In the Hebrew language, like other languages other than English, there are masculine and feminine pronouns.
In the verse above, the pronoun, his, is masculine because it is Abel’s flock, but the pronoun, their, is feminine because Abel’s flock’s fat portion was from a female lamb or goat. Why does that matter?
My husband and I have raised both sheep and goats. When they are pregnant, we hope for female offspring because we can either breed them one day for more lambs or kids or sell them as breeders to another farm.
Unfortunately, you don’t need a lot of male offspring on a farm. They end up fighting over the girls and get aggressive towards the humans. Farmers need a few males for breeding, but other than that, they have no other purposes except for food. In the time of the Temple sacrifices, God allowed the Jewish people to bring their male animals to be sacrificed…bulls, bucks, and rams. They kept their females to grow their herd.
The Sacrifice
However, sometimes you can have a half dozen animals give birth and have more than half born male. This is not what we hope for…it thrills us to see little girls being born, but too many boys, and we know we must castrate them to sell them for pets or they will be food. Abel brought God a female sheep or goat offering. This was a genuine sacrifice. He gave God a perfect lamb or kid that would have been an excellent breeder for him. God knew his offering was good.
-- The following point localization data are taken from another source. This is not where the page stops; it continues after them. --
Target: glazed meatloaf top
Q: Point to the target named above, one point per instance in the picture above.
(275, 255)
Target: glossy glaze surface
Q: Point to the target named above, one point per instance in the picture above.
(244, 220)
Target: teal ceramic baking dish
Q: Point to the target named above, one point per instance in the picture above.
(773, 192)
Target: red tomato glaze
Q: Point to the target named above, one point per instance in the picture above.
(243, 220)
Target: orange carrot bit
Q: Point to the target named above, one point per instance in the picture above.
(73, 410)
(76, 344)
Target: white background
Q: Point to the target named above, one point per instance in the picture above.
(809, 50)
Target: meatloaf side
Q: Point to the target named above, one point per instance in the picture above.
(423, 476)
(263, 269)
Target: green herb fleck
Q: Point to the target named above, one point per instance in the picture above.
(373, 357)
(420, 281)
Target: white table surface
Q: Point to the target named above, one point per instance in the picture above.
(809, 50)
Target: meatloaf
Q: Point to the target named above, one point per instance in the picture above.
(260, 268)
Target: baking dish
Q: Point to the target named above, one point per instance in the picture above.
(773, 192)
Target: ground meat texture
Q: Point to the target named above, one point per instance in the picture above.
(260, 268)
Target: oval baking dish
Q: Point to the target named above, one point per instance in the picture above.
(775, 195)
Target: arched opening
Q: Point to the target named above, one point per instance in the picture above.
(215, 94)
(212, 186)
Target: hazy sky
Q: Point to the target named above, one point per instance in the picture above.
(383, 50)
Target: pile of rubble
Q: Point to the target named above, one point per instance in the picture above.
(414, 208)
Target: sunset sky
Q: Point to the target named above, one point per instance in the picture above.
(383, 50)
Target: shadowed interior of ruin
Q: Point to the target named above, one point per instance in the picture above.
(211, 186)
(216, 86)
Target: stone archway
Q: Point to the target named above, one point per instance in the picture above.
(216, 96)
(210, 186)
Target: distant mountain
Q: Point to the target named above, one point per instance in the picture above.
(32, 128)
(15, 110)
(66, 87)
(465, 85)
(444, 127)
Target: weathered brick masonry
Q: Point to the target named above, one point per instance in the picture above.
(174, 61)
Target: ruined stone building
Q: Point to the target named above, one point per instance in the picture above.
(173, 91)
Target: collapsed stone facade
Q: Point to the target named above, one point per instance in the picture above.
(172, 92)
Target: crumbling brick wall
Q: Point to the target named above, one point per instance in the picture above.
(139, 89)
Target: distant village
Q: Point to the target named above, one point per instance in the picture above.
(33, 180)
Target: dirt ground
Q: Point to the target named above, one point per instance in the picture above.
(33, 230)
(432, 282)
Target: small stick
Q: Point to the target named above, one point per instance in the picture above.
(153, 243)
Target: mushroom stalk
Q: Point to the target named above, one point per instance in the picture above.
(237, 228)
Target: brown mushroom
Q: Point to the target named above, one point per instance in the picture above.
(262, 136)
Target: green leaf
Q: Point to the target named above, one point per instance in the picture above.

For this reason, I believe Cain’s offering was not a true sacrifice. He sees God’s displeasure with it and becomes angry.
So, Cain was very angry, and his face fell. The Lord said to Cain, “Why are you angry, and why has your face fallen? If you do well, will you not be accepted? And if you do not do well, sin is crouching at the door. Its desire is contrary to you, but you must rule over it.”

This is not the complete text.